From mboxrd@z Thu Jan  1 00:00:00 1970
Return-Path: <linux-btrfs-owner@vger.kernel.org>
Received: from mail-yb0-f173.google.com ([209.85.213.173]:35801 "EHLO
        mail-yb0-f173.google.com" rhost-flags-OK-OK-OK-OK) by vger.kernel.org
        with ESMTP id S1753405AbcJTOoq (ORCPT
        <rfc822;linux-btrfs@vger.kernel.org>);
        Thu, 20 Oct 2016 10:44:46 -0400
Received: by mail-yb0-f173.google.com with SMTP id 184so24945304yby.2
        for <linux-btrfs@vger.kernel.org>; Thu, 20 Oct 2016 07:44:45 -0700 (PDT)
Subject: Re: Is it possible to speed up unlink()?
To: Timofey Titovets <nefelim4ag@gmail.com>
References: <CAGqmi779inZ8CcXpJ_uX1XXTGS_JrhKNagbL8ms6vA9eVZBFWQ@mail.gmail.com>
 <00101fd7-39e0-903c-5151-f2458259fd62@gmail.com>
 <CAGqmi772=Z6YMZdrc14ZoRNQpEtd2MHuapgE2wzWPCjwfC_bFQ@mail.gmail.com>
Cc: linux-btrfs <linux-btrfs@vger.kernel.org>
From: "Austin S. Hemmelgarn" <ahferroin7@gmail.com>
Message-ID: <b3bfee72-8926-f9ef-cd05-3e0aef5ee4b8@gmail.com>
Date: Thu, 20 Oct 2016 10:44:38 -0400
MIME-Version: 1.0
In-Reply-To: <CAGqmi772=Z6YMZdrc14ZoRNQpEtd2MHuapgE2wzWPCjwfC_bFQ@mail.gmail.com>
Content-Type: text/plain; charset=utf-8; format=flowed
Sender: linux-btrfs-owner@vger.kernel.org
List-ID: <linux-btrfs.vger.kernel.org>

On 2016-10-20 09:47, Timofey Titovets wrote:
> 2016-10-20 15:09 GMT+03:00 Austin S. Hemmelgarn <ahferroin7@gmail.com>:
>> On 2016-10-20 05:29, Timofey Titovets wrote:
>>>
>>> Hi, i use btrfs for NFS VM replica storage and for NFS shared VM storage.

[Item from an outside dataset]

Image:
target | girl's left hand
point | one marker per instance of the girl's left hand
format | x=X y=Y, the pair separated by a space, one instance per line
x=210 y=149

>>> At now i have a small problem what VM image deletion took to long time
>>> and NFS client show a timeout on deletion
>>> (ESXi Storage migration as example).
>>>
>>> Kernel: Linux nfs05 4.7.0-0.bpo.1-amd64 #1 SMP Debian 4.7.5-1~bpo8+2
>>> (2016-10-01) x86_64 GNU/Linux
>>> Mount options: noatime,compress-force=zlib,space_cache,commit=180
>>> Feature enabled:
>>> big_metadata:1
>>> compress_lzo:1
>>> extended_iref:1
>>> mixed_backref:1
>>> no_holes:1
>>> skinny_metadata:1
>>>
>>> AFAIK, unlink() return only when all references to all extents from
>>> unlinked inode will be deleted
>>> So with compression enabled files have a many many refs to each
>>> compressed chunk.
>>> So, it's possible to return unlink() early? or this a bad idea(and why)?
>>
>> I may be completely off about this, but I could have sworn that unlink()
>> returns when enough info is on the disk that both:
>> 1. The file isn't actually visible in the directory.

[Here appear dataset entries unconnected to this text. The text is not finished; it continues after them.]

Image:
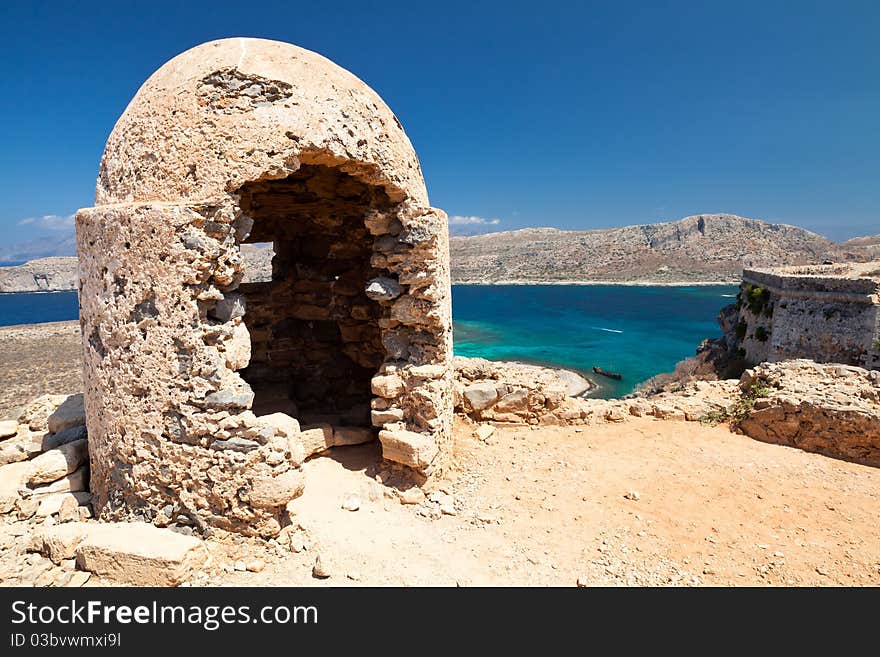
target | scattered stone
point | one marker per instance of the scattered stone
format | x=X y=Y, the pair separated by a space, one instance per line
x=480 y=395
x=351 y=503
x=69 y=413
x=319 y=570
x=69 y=511
x=484 y=432
x=78 y=579
x=36 y=414
x=383 y=289
x=52 y=503
x=59 y=462
x=58 y=542
x=276 y=492
x=416 y=450
x=139 y=554
x=53 y=440
x=411 y=495
x=76 y=481
x=27 y=508
x=8 y=428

>> 2. If the system crashes, the filesystem will know to finish the cleanup.
>>
>> Out of curiosity, what are the mount options (and export options) for the
>> NFS share?  I have a feeling that that's also contributing.  In particular,
>> if you're on a reliable network, forcing UDP for mounting can significantly
>> help performance, and if your server is reliable, you can set NFS to run
>> asynchronously to make unlink() return almost immediately.
>
>
> For NFS export i use:
> rw,no_root_squash,async,no_subtree_check,fsid=1
> AFAIK ESXi don't support nfs with udp
That doesn't surprise me.  If there's any chance of packet loss, then 
NFS over UDP risks data corruption, so a lot of 'professional' software 
only supports NFS over TCP.  The thing is though, in a vast majority of 
networks ESXi would be running in, there's functionally zero chance of 
packet loss unless there's a hardware failure.
> And you right on normal Linux client async work pretty good and
> deletion of big file are pretty fast (but also it's can lock nfsd on
> nfs server for long time, while he do unlink()).

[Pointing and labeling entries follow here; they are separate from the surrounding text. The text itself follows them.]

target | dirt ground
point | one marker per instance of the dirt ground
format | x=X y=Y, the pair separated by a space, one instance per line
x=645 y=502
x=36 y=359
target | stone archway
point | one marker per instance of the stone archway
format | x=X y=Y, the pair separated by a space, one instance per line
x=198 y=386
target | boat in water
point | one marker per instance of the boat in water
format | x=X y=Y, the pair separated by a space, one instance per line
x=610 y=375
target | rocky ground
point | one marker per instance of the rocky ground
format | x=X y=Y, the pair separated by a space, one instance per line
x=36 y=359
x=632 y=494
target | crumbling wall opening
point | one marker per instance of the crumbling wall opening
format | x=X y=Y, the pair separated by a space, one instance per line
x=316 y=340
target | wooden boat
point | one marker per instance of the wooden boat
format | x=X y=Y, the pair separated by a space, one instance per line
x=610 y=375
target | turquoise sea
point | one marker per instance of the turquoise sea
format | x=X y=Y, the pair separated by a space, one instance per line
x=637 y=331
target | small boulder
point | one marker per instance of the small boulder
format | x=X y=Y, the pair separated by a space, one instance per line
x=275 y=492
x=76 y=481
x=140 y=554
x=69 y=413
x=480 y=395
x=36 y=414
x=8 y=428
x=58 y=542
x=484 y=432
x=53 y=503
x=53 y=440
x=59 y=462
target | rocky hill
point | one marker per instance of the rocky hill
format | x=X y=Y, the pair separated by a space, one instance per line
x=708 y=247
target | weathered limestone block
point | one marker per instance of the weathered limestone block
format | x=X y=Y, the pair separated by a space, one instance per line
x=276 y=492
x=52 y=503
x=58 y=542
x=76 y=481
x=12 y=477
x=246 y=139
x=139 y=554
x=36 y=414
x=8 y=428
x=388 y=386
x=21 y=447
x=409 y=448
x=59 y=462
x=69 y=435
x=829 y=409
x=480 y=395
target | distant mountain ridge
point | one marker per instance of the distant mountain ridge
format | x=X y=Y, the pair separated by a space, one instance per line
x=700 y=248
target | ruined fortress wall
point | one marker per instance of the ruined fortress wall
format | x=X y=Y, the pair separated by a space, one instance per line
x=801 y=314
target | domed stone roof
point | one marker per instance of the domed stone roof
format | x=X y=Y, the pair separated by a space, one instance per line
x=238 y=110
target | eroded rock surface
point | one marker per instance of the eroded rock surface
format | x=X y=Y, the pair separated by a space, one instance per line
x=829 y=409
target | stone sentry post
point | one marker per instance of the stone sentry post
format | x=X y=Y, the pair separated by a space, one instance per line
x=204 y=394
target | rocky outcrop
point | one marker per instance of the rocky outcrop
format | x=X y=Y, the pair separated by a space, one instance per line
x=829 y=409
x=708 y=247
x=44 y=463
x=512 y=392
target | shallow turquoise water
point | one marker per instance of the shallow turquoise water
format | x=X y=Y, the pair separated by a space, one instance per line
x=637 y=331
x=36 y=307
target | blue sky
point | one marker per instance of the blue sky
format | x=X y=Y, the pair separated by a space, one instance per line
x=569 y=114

You might also try with NFS-Ganesha instead of the Linux kernel NFS 
server.  It scales a whole lot better and tends to be a bit smarter, so 
it might help (especially since it gives better NFS over TCP performance 
than the kernel server too).  The only significant downside is that it's 
somewhat lacking in good documentation.
>
>> Now, on top of that, you should probably look at adding 'lazytime' to the
>> mount options for BTRFS.  This will cause updates to file time-stamps (not
>> just atime, but mtime also, it has no net effect on ctime though, because a
>> ctime update means something else in the inode got updated) to be deferred
>> up to 24 hours or until the next time the inode would be written out, which
>> can significantly improve performance on BTRFS because of the
>> write-amplification.  It's not hugely likely to improve performance for
>> unlink(), but it should improve write performance some, which may help in
>> general.
>
> Thanks for lazytime i forgot about it %)
> On my debian servers i can't apply it with error:
> BTRFS info (device sdc1): unrecognized mount option 'lazytime'
> But successful apply it to my arch box (Linux 4.8.2)
That's odd, 4.7 kernels definitely have support for it (I've been using 
it since 4.7.0 on all my systems, but I build upstream kernels).
>
> For fast unlink(), i just think about subvolume like behaviour, then
> it's possible to fast delete subvolume (without commit) and then
> kernel will clean data in the background.
There's two other possibilities I can think of to improve this.  One is 
putting each VM image in it's own subvolume, but that then means you 
almost certainly can't use ESXi to delete the images directly, although 
it will likely get you better performance overall.

The other is to see if you can use a chunked image file format.  I'm not 
sure what it would be called in VMWare, but it just amounts to splitting 
the image into a number of smaller files (4M seems to work well for most 
workloads).  This should also get you slightly better performance 
(assuming you have things aligned to the chunk size in the VM disk 
itself), and In my experience, it's generally faster on BTRFS to unlink 
lots of small files than one big file.  I think that VMDK supports this 
(it appears to in VirtualBox at least), but you may need to use a 
command-line tool to create the image instead of doing it by hand.